I'm doing text classification with Naive Bayes in Python and want to figure out which words are used for deciding to what class a text belongs.
I have found this answer https://stackoverflow.com/a/62097661/3992979, but it doesn't help me as my vectorizer doesn't have a get_feature_names()
method and my Naive Bayes classifier no coef_
attribute.
df_train
is a data frame with manually labelled training data df_test
is a data frame with unlabelled data NB should classify.
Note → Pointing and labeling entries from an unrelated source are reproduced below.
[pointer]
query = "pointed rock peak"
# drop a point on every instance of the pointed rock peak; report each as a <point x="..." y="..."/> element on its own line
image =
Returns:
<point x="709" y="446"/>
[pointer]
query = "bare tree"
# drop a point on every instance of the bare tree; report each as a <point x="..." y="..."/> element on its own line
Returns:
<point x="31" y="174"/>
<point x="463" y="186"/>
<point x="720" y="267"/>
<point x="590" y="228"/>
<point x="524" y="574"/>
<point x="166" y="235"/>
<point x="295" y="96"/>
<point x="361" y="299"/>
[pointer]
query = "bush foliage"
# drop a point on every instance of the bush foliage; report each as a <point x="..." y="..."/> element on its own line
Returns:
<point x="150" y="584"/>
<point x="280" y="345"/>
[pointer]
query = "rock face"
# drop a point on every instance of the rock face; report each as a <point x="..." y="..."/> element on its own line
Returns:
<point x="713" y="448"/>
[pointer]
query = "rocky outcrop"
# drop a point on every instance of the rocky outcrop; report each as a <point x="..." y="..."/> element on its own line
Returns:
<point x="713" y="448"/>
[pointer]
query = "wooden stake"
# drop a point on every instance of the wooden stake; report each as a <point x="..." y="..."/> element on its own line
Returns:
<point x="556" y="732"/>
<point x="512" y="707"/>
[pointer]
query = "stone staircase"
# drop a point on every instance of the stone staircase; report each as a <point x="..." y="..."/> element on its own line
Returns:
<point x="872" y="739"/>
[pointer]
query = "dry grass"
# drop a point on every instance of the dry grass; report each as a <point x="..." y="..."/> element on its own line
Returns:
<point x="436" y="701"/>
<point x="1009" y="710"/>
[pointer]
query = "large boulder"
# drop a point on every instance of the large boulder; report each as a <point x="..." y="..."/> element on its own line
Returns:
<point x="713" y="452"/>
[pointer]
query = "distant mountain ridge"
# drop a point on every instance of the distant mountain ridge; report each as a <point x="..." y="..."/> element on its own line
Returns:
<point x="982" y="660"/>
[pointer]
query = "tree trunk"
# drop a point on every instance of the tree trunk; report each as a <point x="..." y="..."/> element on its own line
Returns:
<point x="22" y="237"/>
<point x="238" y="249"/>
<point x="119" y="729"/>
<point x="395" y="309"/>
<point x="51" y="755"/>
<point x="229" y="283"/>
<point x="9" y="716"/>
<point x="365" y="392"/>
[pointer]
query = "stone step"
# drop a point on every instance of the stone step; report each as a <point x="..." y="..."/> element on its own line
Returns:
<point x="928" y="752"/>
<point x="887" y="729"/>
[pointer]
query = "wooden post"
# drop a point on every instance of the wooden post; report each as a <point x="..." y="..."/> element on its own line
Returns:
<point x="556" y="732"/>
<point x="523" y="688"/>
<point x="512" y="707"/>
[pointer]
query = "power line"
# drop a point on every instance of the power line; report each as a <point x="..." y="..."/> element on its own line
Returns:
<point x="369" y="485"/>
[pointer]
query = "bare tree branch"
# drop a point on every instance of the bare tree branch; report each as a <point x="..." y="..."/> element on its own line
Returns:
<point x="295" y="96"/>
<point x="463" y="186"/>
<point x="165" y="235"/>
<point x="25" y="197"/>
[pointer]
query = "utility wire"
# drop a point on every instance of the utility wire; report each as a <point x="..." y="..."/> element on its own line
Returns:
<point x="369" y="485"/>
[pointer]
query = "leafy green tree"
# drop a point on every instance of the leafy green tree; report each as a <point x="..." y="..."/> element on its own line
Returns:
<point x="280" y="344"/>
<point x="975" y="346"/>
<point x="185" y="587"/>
There are two classes only, "terror" 1 for text about terrorism attacks and "terror" 0 for text without that topic.
### Create "Bag of Words"
vec = CountVectorizer(
ngram_range=(1, 3)
)
x_train = vec.fit_transform(df_train.clean_text)
x_test = vec.transform(df_test.clean_text)
y_train = df_train.terror
y_test = df_test.terror
### Train and evaluate the model (Naive Bayes classification)
nb = MultinomialNB()
nb.fit(x_train, y_train)
preds = nb.predict(x_test)
I figured it out with trial-and-error:
### Get the words that trigger the AI detection
features_log_prob = nb.feature_log_prob_
feature_names = vec.get_feature_names_out()
def show_top100(classifier, vectorizer, categories):
feature_names = vectorizer.get_feature_names_out()
for i, category in enumerate(categories):
top100 = np.argsort(classifier.feature_log_prob_[i])[-100:]
print("%s: %s" % (category, " ".join(feature_names[top100])))
show_top100(nb, vec, nb.classes_)